Temporal Distribution Characteristics of Alpine Precipitation and Their Vertical Differentiation: A Case Study from the Upper Shule River
State Key Laboratory of Cryospheric Sciences/Division of Hydrology Water-Land Resources in Cold and Arid Regions, Cold and Arid Regions Environmental and Engineering Research Institute, Chinese Academy of Science, Lanzhou 730000, China
University of Chinese Academy of Sciences, Beijing 100049, China
Author to whom correspondence should be addressed.
Academic Editor: Xiangzheng Deng
Water 2017, 9(4), 284; https://doi.org/10.3390/w9040284
Received: 27 January 2017 / Revised: 17 April 2017 / Accepted: 17 April 2017 / Published: 19 April 2017
(This article belongs to the Special Issue Sustainable Water Management within Inland River Watershed)

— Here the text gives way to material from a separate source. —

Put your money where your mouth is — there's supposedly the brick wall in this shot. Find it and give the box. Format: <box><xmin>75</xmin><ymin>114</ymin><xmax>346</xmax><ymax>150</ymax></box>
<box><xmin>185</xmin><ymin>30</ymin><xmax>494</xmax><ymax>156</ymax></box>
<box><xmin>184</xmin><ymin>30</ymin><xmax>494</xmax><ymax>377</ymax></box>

Alpine precipitation is an important component of the mountain hydrological cycle and may also be a determinant of water resources in inland river basins. In this study, based on field observation data of the upper Shule River and daily precipitation records of the Tuole weather station during 2009–2015, temporal distribution characteristics of alpine precipitation and their vertical differentiation were evaluated mainly using percentages of precipitation anomalies (Pa), coefficient of variation (Cv), precipitation concentration degree (PCD) and concentration period (PCP). The results indicated that the inter-annual variability of annual precipitation was generally small, with a Pa that was only somewhat larger in low altitude zones for individual years; the inter-annual fluctuation of monthly precipitation increased noticeably, but the Cv and precipitation can be described as a power function. Annual distribution was basically consistent; more than 85.6% of precipitation was concentrated during the period from May to September; PCD ranged between 0.71 and 0.83 while the PCP was located within the 37th–41st pentads. Diurnal variation of precipitation was defined, mainly occurring from 1500 to 0100 Local Standard Time, and displayed a vertical change that was dominated by precipitation intensity or precipitation frequency. The temporal distribution of alpine precipitation has a noticeable vertical differentiation, and this is likely to originate from the diversity of precipitation mechanisms in mountainous terrain areas.